OK, so let’s look at what happens when we interpret those three laws together. Moore’s Law has informed half a century of user expectations about technology. More people do more stuff on more devices, and they expect those experiences to keep on getting better, faster and more responsive. As we’ve seen above, the increase in raw computing power that’s going to deliver those improvements isn’t about clock speed any more, it’s about parallelism. Amdahl’s Law tells us whether systems will benefit from that parallelism or not – and that systems based around blocking, non-parallelisable, long-running operations will benefit the least from the next decade of computing innovation. And Conway’s Law says that if we don’t want our systems to contain these kinds of blocking, non-parallelisable operations, then we should be looking to eliminate them from our organisations.
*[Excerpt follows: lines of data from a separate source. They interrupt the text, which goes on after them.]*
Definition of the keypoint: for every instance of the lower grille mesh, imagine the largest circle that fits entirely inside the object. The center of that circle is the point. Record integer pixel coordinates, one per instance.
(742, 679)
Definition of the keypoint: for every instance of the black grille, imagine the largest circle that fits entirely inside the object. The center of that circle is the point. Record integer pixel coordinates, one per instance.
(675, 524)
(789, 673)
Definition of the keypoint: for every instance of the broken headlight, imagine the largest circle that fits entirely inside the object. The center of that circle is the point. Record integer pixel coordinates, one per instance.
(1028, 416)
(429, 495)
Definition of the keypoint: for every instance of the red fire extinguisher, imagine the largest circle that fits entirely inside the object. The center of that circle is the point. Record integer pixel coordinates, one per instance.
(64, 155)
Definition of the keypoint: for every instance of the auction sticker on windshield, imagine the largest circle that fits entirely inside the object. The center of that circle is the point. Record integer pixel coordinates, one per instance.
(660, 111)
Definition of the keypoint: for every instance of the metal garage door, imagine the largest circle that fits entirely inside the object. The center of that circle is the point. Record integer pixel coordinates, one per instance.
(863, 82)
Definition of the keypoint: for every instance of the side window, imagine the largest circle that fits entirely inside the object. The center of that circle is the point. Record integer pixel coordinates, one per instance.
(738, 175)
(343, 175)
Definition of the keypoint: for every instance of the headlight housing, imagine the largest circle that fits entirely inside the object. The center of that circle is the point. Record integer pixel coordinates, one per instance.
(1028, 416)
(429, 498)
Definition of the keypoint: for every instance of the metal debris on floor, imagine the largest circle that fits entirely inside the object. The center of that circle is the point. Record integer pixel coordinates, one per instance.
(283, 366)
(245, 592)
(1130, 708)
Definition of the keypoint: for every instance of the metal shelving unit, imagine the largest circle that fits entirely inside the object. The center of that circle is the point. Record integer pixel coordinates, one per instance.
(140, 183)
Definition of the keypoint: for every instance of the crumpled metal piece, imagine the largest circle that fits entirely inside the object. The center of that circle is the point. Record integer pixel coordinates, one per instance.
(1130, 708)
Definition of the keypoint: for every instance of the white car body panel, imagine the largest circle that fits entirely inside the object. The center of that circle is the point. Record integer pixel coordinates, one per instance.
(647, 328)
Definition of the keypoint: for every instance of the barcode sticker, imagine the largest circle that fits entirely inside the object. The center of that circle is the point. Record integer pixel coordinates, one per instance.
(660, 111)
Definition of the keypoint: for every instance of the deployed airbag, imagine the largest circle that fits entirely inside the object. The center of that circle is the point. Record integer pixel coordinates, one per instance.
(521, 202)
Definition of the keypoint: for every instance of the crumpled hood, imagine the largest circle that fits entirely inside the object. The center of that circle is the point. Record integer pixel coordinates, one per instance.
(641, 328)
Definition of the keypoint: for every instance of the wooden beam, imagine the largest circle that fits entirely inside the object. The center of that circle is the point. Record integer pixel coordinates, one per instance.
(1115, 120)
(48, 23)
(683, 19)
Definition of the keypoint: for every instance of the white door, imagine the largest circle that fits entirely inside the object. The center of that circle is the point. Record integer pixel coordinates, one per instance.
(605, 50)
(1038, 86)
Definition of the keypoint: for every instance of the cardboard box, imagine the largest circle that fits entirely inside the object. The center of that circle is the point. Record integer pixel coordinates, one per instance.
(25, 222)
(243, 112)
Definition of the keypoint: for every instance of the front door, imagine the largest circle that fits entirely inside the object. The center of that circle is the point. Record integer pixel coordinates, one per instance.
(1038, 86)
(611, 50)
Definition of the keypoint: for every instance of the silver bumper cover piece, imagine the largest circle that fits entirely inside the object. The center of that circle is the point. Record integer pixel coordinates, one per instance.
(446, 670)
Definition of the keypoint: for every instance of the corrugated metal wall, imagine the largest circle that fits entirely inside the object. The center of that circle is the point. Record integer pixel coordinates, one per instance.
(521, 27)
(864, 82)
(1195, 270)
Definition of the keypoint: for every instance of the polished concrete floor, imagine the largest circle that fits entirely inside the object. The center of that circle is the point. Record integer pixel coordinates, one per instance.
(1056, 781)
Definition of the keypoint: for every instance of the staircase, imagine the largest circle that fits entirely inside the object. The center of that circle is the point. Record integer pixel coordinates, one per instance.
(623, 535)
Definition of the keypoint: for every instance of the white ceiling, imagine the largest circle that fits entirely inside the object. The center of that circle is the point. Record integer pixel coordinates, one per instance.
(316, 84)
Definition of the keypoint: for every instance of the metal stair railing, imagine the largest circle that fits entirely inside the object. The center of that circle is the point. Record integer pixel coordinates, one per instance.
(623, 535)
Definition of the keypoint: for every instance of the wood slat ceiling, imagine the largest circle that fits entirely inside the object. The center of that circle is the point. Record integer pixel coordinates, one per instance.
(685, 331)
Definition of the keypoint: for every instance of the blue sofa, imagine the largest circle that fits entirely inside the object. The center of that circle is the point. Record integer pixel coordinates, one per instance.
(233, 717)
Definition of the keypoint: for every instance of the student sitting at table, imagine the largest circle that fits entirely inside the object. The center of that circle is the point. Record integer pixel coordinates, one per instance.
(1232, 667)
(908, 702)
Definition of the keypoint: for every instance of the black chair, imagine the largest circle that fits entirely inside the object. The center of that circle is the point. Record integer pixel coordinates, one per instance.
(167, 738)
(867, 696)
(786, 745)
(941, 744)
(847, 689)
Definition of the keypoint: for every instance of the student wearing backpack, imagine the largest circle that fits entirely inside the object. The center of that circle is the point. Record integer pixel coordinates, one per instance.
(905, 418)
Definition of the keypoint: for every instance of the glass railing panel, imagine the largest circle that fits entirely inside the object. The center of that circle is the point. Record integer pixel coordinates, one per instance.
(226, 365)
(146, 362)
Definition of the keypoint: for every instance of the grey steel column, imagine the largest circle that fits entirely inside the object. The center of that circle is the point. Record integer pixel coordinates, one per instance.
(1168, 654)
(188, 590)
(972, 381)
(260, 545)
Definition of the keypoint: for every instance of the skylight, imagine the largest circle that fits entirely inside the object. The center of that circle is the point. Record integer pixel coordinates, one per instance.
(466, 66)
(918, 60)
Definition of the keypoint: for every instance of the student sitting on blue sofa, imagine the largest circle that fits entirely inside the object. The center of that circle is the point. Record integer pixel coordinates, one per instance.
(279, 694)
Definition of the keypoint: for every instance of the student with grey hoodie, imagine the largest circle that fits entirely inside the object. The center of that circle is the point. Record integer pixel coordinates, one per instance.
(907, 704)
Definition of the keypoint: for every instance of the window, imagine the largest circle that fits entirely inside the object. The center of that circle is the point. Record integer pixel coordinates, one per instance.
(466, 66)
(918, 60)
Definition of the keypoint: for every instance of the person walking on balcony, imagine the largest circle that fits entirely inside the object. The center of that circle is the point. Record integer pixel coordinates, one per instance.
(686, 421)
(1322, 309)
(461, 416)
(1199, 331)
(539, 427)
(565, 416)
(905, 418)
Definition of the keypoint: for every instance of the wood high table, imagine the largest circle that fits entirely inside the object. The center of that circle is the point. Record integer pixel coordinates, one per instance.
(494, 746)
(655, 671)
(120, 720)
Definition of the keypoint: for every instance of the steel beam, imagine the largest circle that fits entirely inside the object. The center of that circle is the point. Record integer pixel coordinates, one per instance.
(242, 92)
Which brings us to the crux of the thing: what’s the organizational equivalent of a long-running non-parallelizable operation?

How about sitting around reading Hacker News because the person who’s asked you to build a “Summary Dashboard” hasn’t told you where to find the data, or what the dashboard should look like, and they’re out of the office right now, they didn’t leave any notes, and you can’t do anything until they get back?

How about a two-hour project update meeting where a series of people sit around telling each other things they could have emailed, or written down in a ticket or on a wiki page?

How about sitting on a train for an hour to get to the office in Canary Wharf where you’re expected to be at 09:00 every day, despite the fact that your source code is hosted in the US, your data centre is in Ireland, your issue tracking system is hosted in Frankfurt and your customers are online 24/7 all over the world?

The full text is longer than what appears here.